Perché siamo a questo: a voler rimettere la Magistratura al proprio posto sono un partito sfigurato dalle inchieste e un governo sostenuto da un tizio rinviato a giudizio per sei volte in due anni. Che, quindi, non hanno la credibilità per farlo. Non per ragioni giudiziarie, ma per un motivo che l’italiano medio – cioè un politico che, ahilui, non è stato ancora eletto – ha velocemente perso per strada proprio da Craxi in poi: il senso di opportunità.

Qualche amico mi ha fatto notare che sono argomenti grillini. Non lo sono, per un solo motivo: i grillini – Livorno insegna – hanno scoperto il distinguo sugli avvisi di garanzia appena hanno toccato loro. Di Maio diceva che per chi sta in politica la presunzione d’innocenza non esiste: se ne deve andare appena indagato. Ora no. Ora si valuta caso per caso.

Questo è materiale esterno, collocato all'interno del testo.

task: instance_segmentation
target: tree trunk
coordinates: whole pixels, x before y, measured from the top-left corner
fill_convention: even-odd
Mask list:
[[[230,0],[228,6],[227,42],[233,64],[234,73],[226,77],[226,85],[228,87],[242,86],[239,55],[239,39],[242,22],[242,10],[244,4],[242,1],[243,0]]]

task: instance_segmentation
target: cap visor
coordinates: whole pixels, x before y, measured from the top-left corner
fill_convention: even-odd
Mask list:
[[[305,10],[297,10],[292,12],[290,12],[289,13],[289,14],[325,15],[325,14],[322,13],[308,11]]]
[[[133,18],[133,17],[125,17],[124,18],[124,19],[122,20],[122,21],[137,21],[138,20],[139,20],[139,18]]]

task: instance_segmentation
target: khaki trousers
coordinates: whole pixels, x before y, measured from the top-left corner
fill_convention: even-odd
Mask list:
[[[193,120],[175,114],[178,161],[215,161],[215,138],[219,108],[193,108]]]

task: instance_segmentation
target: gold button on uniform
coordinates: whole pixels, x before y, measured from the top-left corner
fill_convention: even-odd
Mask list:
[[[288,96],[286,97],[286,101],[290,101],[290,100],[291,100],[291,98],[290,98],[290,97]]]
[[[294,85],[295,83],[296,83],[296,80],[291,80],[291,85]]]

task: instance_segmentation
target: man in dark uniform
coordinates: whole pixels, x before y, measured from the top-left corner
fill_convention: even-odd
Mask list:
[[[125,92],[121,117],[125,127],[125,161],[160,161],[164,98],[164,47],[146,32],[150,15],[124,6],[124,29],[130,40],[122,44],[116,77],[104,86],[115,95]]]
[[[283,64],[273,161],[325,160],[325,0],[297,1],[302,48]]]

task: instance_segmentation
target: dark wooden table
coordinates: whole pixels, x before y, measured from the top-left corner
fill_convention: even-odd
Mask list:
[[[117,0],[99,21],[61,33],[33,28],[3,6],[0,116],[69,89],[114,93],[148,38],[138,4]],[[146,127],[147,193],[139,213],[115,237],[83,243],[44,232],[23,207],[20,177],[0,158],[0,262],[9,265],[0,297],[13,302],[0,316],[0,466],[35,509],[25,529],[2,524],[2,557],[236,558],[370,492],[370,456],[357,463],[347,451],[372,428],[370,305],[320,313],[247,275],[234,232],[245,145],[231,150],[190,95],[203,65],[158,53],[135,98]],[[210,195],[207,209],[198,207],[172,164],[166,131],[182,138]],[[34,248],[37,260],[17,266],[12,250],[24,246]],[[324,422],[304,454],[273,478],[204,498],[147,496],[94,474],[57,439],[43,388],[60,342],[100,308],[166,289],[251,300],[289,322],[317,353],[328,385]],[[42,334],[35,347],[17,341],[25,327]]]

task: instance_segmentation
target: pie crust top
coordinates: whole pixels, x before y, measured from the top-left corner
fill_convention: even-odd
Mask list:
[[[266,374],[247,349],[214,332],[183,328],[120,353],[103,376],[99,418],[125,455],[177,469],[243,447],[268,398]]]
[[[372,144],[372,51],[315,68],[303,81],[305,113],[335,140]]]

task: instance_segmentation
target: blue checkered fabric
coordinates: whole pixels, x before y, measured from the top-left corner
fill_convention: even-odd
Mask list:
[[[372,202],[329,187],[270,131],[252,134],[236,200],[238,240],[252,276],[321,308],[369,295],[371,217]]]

Non a caso l’onestà fa rima con Rodotà: va bene e ne scandiamo il nome finché non ne chiedono conto a noi. Poi però… Poi però la gente somiglia ai politici. E viceversa. E serve un rivolgimento molto più profondo che delegare la propria voglia di rivoluzione ai testimoni di Ge(n)ova del vaffanculo. Servono un cambio culturale e una classe dirigente decente.

In sintesi: esistono magistrati ladri, giudici incapaci, toghe velleitarie. Ma per riformarle, e ce n’è bisogno, chi sta al governo dovrebbe farsi carico della legalità (se possibile con qualche provvedimento concreto per esempio sull’evasione fiscale) e usare il consenso per dare al Paese l’unico messaggio rivoluzionario possibile: me ne batto i coglioni se anche i ladri vanno alle urne, io voglio i voti degli onesti. E di chi si è adeguato all’andazzo per comodità, come ci adeguammo al fascismo per pigrizia. E dunque potrebbe essere recuperato facilmente. Dimostrandogli che essere perbene conviene anche a lui.

Certo: è che vero i magistrati fanno politica. Davigo, che ai tempi di Mani Pulite passava per l’ala conservatrice del pool, oggi ha detto una cosa politicissima: “Cacciateli voi i ladri, fatelo prima che arrivino i giudici. Pagheranno degli ex, la classe politica ne trarrà giovamento”.

Il problema è che la politica rappresenta il Paese. E anche la magistratura giacobina e inefficiente, quando c’è, rappresenta il Paese. Quindi forse è il Paese che si dovrebbe cambiare. Intanto però il patrimonio di voti viene sfruttato, da tutti, persino da Grillo quando va in Sicilia a dire che la mafia è meglio dello Stato, per dare al popolo la sensazione, diretta o surrettizia, che l’Italia sia irriformabile, che prima o poi una fetta di anarchia dell’illegalità arriverà anche a loro.

Intanto, però, votateci.

Perché alla fine l’unica tutela trasversale, quella per cui si sbattono vecchia e nuova politica, è quella del consenso. La vera malattia dello strano posto in cui viviamo. Insieme all’italianità.

Per la quale nessun ospedale ha ancora trovato il vaccino.